I
La carta de Ernesto a su familia, con ser tan melodramática, resultó tan clarividente sobre los peligros que enfrentarían como equivocada con respecto a sus propias reacciones. Resultó que cuando las «papas quemaron» en la forma de una emboscada del ejército que sorprendió a los rebeldes poco después del desembarco del Granma, lo último en lo que pensaba Ernesto era en su falta de experiencia como cirujano en el frente.
En medio del caos y el pánico, mientras unos caían heridos y otros huían en todas las direcciones, Ernesto tuvo que decidir en un instante si salvaba un botiquín o una caja de municiones. Optó por lo último. Si hubo un momento de decisión en la vida de Ernesto Guevara, fue ése. Aunque tenía el título de médico, sus instintos eran los de un combatiente.
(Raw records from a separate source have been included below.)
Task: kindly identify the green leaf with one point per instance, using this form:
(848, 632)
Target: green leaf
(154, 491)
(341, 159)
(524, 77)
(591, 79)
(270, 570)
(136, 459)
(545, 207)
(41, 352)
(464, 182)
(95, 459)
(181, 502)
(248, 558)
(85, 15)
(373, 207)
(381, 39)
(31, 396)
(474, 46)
Momentos después, al recibir un balazo en el cuello y creyéndose mortalmente herido, cayó en estado de shock. Disparó una vez hacia los arbustos, se quedó tendido y en un ensueño se puso a pensar sobre «la mejor manera de morir». La imagen que vino a su mente fue la del cuento «Encender una hoguera» de Jack London, sobre un hombre en Alaska que, incapaz de encender un fuego, apoya la espalda en un árbol y se dispone a morir «con dignidad».
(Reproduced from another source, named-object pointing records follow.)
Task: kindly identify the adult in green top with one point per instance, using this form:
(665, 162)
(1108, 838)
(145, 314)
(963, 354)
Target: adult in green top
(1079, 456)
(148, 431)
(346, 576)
Ernesto había soñado con devolver obstinadamente los disparos al grito de «victoria o muerte», pero con el shock de la emboscada y su propia herida, por un instante se creyó perdido. A diferencia de muchos de sus camaradas, que se acobardaron por completo o bien reaccionaron como soldados, devolviendo el fuego enemigo mientras trataban de ponerse a cubierto, se tendió de espaldas para meditar fríamente sobre la inminencia de la muerte.
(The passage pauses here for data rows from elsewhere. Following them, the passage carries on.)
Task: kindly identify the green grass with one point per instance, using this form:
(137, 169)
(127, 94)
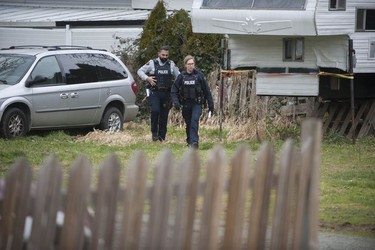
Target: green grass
(347, 187)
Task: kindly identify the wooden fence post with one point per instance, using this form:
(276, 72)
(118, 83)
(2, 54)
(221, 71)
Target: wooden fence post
(46, 204)
(213, 199)
(238, 188)
(161, 198)
(133, 202)
(186, 200)
(16, 204)
(312, 130)
(261, 197)
(106, 202)
(72, 234)
(284, 203)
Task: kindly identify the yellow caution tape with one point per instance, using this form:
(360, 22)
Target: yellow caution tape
(346, 76)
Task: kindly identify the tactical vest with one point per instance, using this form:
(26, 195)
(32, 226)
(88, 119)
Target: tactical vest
(191, 88)
(163, 75)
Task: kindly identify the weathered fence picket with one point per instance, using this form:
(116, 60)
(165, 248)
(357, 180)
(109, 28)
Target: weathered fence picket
(251, 205)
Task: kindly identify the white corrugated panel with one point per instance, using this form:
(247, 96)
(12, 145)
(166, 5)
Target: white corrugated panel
(34, 16)
(95, 37)
(169, 4)
(107, 3)
(254, 21)
(287, 84)
(266, 51)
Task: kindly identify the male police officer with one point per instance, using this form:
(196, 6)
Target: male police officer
(190, 91)
(159, 73)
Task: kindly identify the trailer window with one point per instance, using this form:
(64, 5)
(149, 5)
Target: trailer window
(365, 20)
(372, 49)
(293, 49)
(337, 4)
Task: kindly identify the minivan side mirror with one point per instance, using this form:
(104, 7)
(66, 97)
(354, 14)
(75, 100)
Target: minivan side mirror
(37, 79)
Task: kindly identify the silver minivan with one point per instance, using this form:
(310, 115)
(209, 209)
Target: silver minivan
(45, 87)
Si el hecho de salvar las municiones en lugar del botiquín durante su primera escaramuza reveló un rasgo fundamental de Ernesto Guevara, lo mismo hizo su herida: sacó a la luz su fatalismo frente a la muerte. Durante los dos años de guerra que sobrevendrían, este rasgo se pondría de manifiesto mientras maduraba hasta convertirse en un guerrillero avezado con una evidente afición por el combate y un desprecio por su propia seguridad que lo haría célebre. El hijo errabundo de Celia acababa de descubrir su verdadera vocación: la revolución.